Using subqueries, you can create multiple levels of nesting of queries. The outer levels of queries are called outer or parent queries, and inner level subqueries are called inner or child queries, or simply subqueries.

Syntax



  • A subquery in N1QL is limited to a SELECT query, whereas the outermost parent query can be any DML statement such as SELECT, INSERT, UPDATE, DELETE or MERGE.
  • Subquery must be enclosed in parenthesis.
  • When subquery is used in FROM clause, it must be aliased.
  • Subqueries are N1QL expressions and N1QL evaluates them similar to any other N1QL language expressions. When an expression is contained in a N1QL statement, the expression is evaluated once for every input document to the statement, and same applies to a subquery-expression - the inner SELECT or subquery is executed once for every input document considered in the outer query.
  • A subquery expression returns an array every time it is evaluated, and the array contains the results of the inner SELECT subquery.

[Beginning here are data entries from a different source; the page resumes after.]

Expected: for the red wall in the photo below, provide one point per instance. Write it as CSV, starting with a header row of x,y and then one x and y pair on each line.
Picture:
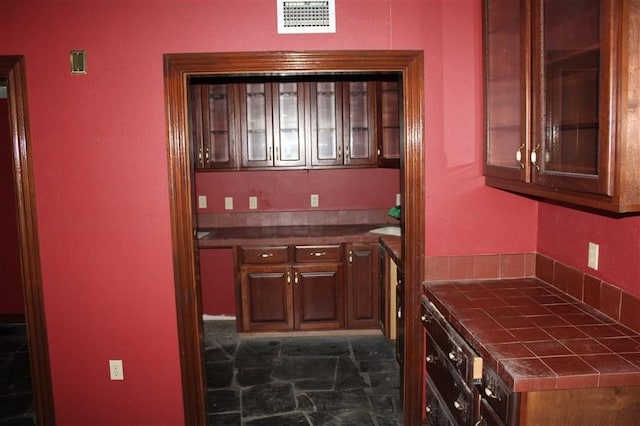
x,y
100,165
217,282
11,301
564,234
337,189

Subqueries in DML Statement Clauses

A subquery can occur as part of various clauses of the parent query where generic N1QL expressions can be used. For instance, a SELECT statement can have a subquery in projection-list, WHERE clause, FROM clause, LET clause, and GROUP BY clause. Similarly, an UPDATE, INSERT, DELETE can have a subquery in the WHERE clause. For example, consider the following query which finds all the cities with landmarks that have airports.
Example Q1:

SELECT t1.city
FROM `travel-sample` t1
WHERE t1.type = "landmark" AND 
      t1.city IN (SELECT RAW city
                  FROM `travel-sample` 
                  WHERE type = "airport");

In the above example, the subquery is used as a part of WHERE condition of the parent query and it returns an array of cities that have airports.

Note that the IN or WITHIN predicate needs an array on right-side expression as the subquery evaluates to. Further, the usage of keyword RAW in the subquery projection ensures just the city attribute values in the result without JSON wrapping. The outer query browses through each of the landmark cities and returns the city name if it is in the array of cities returned by the inner subquery.

When subquery is used in the FROM clause, that must be aliased, to be able to access and refer to the results documents of the subquery. In the following example Q2, the subquery is named as t1, and it returns the aggregated value of airport names by city and country. The outer query further processes the result of the subquery to find total number of airports by country where each city has more than 5 airports.
Example Q2:

SELECT t1.country, array_agg(t1.city), sum(t1.city_cnt) as apnum
FROM (SELECT city, city_cnt, array_agg(airportname) as apnames, country
      FROM `travel-sample` WHERE type = "airport" 
      GROUP BY city, country LETTING city_cnt = count(city) ) AS t1
WHERE t1.city_cnt > 5 
GROUP BY t1.country;

For more examples, see the Examples section.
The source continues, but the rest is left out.